Search code examples
rubyalgorithmlevenshtein-distanceedit-distance

Separately counting the number of deletions in the Levenshtein distance algorithm


So I'm aware that Levenshtein Distance algorithm takes into account the minimum number of deletions, insertions and substitutions required to change a String A into String B. But, I was wondering how you can separately keep track of number of deletions in the total edits required to make the change. I was looking at this implementation of the algorithm,

def levenshtein(first, second)
    first = first.split
    second = second.split
    first_size = first.size
    second_size = second.size
    matrix = [(0..first_size).to_a]
    (1..second_size ).each do |j|
        matrix << [j] + [0] * (first_size)
    end
    count = 0
    (1..second_size).each do |i|
       (1..first_size).each do |j|
         if first[j-1] == second[i-1]
           matrix[i][j] = matrix[i-1][j-1]
         else
           matrix[i][j] = [matrix[i-1][j],matrix[i][j-1], matrix[i-1][j-1]].min + 1
         end
       end
    end
    return matrix.last.last 
end

So in order to keep track of deletions, I tried:

if matrix[i-1[j] == [matrix[i-1][j],matrix[i][j-1], matrix[i-1][j-1]].min

then increase the count.
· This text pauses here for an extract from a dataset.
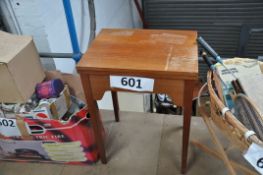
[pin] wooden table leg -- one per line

But, this doesn't seem to work. I also tried to get the difference in size for two strings but it fails for the following case

String 1: "my response to prompt#1"
String 2: "my edited response to"

There is clearly 1 deletion here but simply getting the difference in size won't detect so.

I was wondering if anyone knows how to keep track of number of deletions that were involved in the total edits for changing string A into string B.


Solution

  • We can make the deletion count ride along with the number of substitutions by making each entry of the table a list comprised of the two quantities. (As a side effect, the secondary optimization goal is to minimize the number of deletions. I don't know whether this is desirable or not.)

    def levenshtein(first, second)
        first = first.split
        second = second.split
        first_size = first.size
        second_size = second.size
        matrix = [(0..first_size).to_a]
        (1..second_size ).each do |j|
            matrix << [[j,0]] + [[0,0]] * (first_size)
        end
        count = 0
        (1..second_size).each do |i|
           (1..first_size).each do |j|
             if first[j-1] == second[i-1]
               matrix[i][j] = matrix[i-1][j-1]
             else
               matrix[i][j] = [[matrix[i-1][j  ][0]+1, matrix[i-1][j  ][1]  ],
                               [matrix[i  ][j-1][0]+1, matrix[i  ][j-1][1]+1],
                               [matrix[i-1][j-1][0]+1, matrix[i-1][j-1][1]  ]].min
             end
           end
        end
        return matrix.last.last 
    end